Un peu plus de deux ans après un troisième album (le bien nommé « Tri ») qui nous avait pas mal chamboulé, le quartette instrumental allemand, via sa nouvelle maison Napalm Records, nous balance un nouveau disque, et affirmons-le tout de go : il est tout simplement excellent. Pas de changement radical dans le concept du groupe : toujours constitué d’un trio guitare / basse / batterie, My Sleeping Karma accueille aussi un claviériste, Norman. Toutefois, ne vous attendez pas à des passages de clavier Hammond bluesy ou groovy, ni encore à des mélopées sirupeuses à la Vangelis… En réalité, l’usage du clavier chez MSK relève de la volonté absolue de tisser des ambiances, de cumuler des strates musicales cohérentes, de proposer des arrangements subtils, discrets, et parfaitement assimilés. Musicalement, les 3 autres instrumentistes, en revanche, se tirent la bourre dans une osmose qui fait plaisir à entendre : même si Seppi à la guitare est à première vue le principal artisan de l’édifice, son pote à 4 cordes Matte lui tresse des lignes de basse rondes, ronflantes, qui viennent enrober ses riffs, et leur dressent un tapis rouge en direction de vos plus insondables connexions neuronales. Team work at its best ! Ne diminuons pas le rôle du batteur : même si, dans les faits, MSK n’est pas un power trio à la Karma To Burn, le rôle de la batterie dans sa musique est de premier ordre. Steffen est en tout point impeccable, que ce soit par ses percussions discrètes sur les passages les plus ambiancés, par son jeu de cymbales enlevé sur les passages aériens, par ses coups de caisse claire secs et nets pour les breaks et couplets, ou par sa frappe de mulet pour appuyer des refrains sur-heavy. Au risque de me répéter, l’osmose entre ces bonhommes est tout simplement la pierre angulaire de leur musique, une composante de base.

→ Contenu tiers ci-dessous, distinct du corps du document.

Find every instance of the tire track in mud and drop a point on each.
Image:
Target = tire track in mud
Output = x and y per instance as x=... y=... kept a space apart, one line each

Ce postulat justifié, vient le temps de se pencher sur musique de ce « SOMA ». Le premier avis après une à deux écoutes est presque ambivalent : d’un côté, on reconnaît dès les premières notes le genre musical du groupe, d’un autre côté, on ne détecte pas d’évolution fulgurante. Ce n’est qu’au fil de plusieurs écoutes plus attentives que la maturité et la maîtrise (instrumentale et stylistique) du quatuor germanique deviennent prégnantes, puis éclatantes. On sent leur musique et leur genre musical complètement maîtrisé et assumé, tramé toujours à partir des mêmes composantes, peu ou prou : des titres assez longs (entre 6 et 8 minutes, en gros), chacun construit autour d’un riff (ou groupe de riffs) super mélodique et atrocement catchy, un riff qui à chaque fois est introduit progressivement, monté en tension au fil du morceau, pour ensuite tourner un peu dans tous les sens, dans des variations imprévisibles mais profondément cohérentes. Les morceaux sont inventifs, bien construits, empruntant pour cela au rock progressif sans jamais devenir démonstratif (on pense plus aux premiers Dredg qu’à King Crimson, si vous voulez…). Ces compos épiques sont assemblées en un parcours de presque une heure en tout, tous associés à des interludes subtils qui finissent de construire et lier l’ensemble. Dans ce cadre, difficile d’identifier des titres plus marquants que d’autres, tant le tout est indissociable. Pour l’exercice, on notera quand même la beauté de la rythmique de basse de « Ephedra » et le lick de guitare infectieux qui l’accompagne tout du long, la lourdeur du refrain de « Saumya » avec sa basse ronflante, ou encore le très space rock « Psilocybe » et son jeu de batterie remarquable.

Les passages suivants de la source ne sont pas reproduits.